Improvement of diabetes and cardiovascular disease
Crocin, as one of the main components of saffron, by inhibiting the lipase activity of the stomach and pancreas, reduces the negative effects of a high-fat diet on health. And because pancreatic lipase is responsible for lipid uptake, inhibition of its activity reduces fat uptake. It also indirectly lowers blood cholesterol levels due to the presence of Quercetin in it and thus reduces the chance of a heart attack.
Although the anti-diabetic mechanism of saffron is not well understood, according to the evidence, it can be hoped to benefit people with diabetes through fat control. Studies attribute various anti-diabetic mechanisms of saffron and its components to its antioxidant effects.

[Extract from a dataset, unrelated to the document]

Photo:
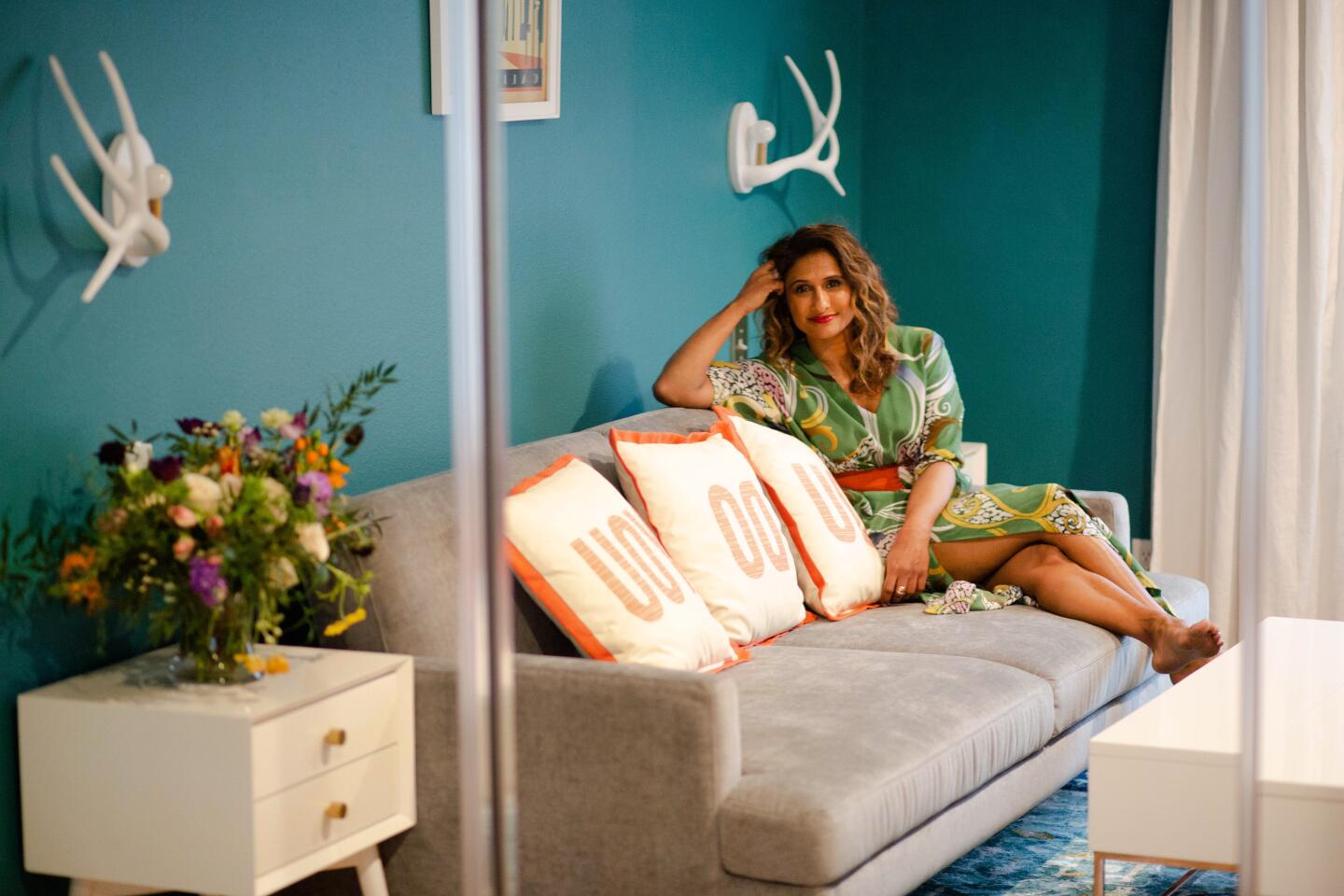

Treatment of mental disorders
Several clinical trials and studies have shown that saffron and its active ingredients have similar properties to current antidepressants such as fluoxetine, imipramine, and citalopram but with fewer side effects.
There is much evidence that reveals the positive effect of saffron consumption on improving psychosomatic diseases. Saffron has neuroprotective activity due to its active chemical components. The effectiveness and safety of saffron in some brain diseases such as depression, Alzheimer’s disease, Parkinson’s disease, and cerebral ischemia have been confirmed in various research and clinical cases.
Adjustment of hormone levels and treatment of PMS
Almost all women develop PMS or premenstrual syndrome, mainly due to hormonal fluctuations and nutritional deficiencies. According to studies, using saffron capsules or inhaling its scent by changing the level of some female hormones has a significant effect on treating this syndrome and its side effects, such as depression.
Like any other nutritious and beneficial substance, overuse of saffron can have destructive and even irreversible side effects. As an example, excessive consumption of saffron tea is harmful to the kidneys and reduces appetite.
Consuming more than 5 grams of saffron in a meal is toxic. Five grams of saffron for a person is too much, and it might cause side effects such as dizziness, decreased heart rate, nausea, vomiting, uterine bleeding, bloody diarrhea, bleeding in the nose, eyelids, and lips, dizziness, lethargy, jaundice, and severe smooth muscle stimulation. If anybody uses more than 20 grams of saffron in a meal, it might kill the consumer.
Effects on pregnancy
The acceptable amount of saffron used during pregnancy, excluding the first three months, with a prescription and under the supervision of a doctor, can have many benefits, including controlling blood pressure, relieving congestion, maintaining calm, glowing the skin, and protecting against allergies and infections.
But if the dose exceeds the sensitive amount, it can have the opposite effect. Saffron may harm the reproductive system; therefore, pregnant women should avoid overeating it because excessive consumption may cause uterine contractions and increase the risk of miscarriage.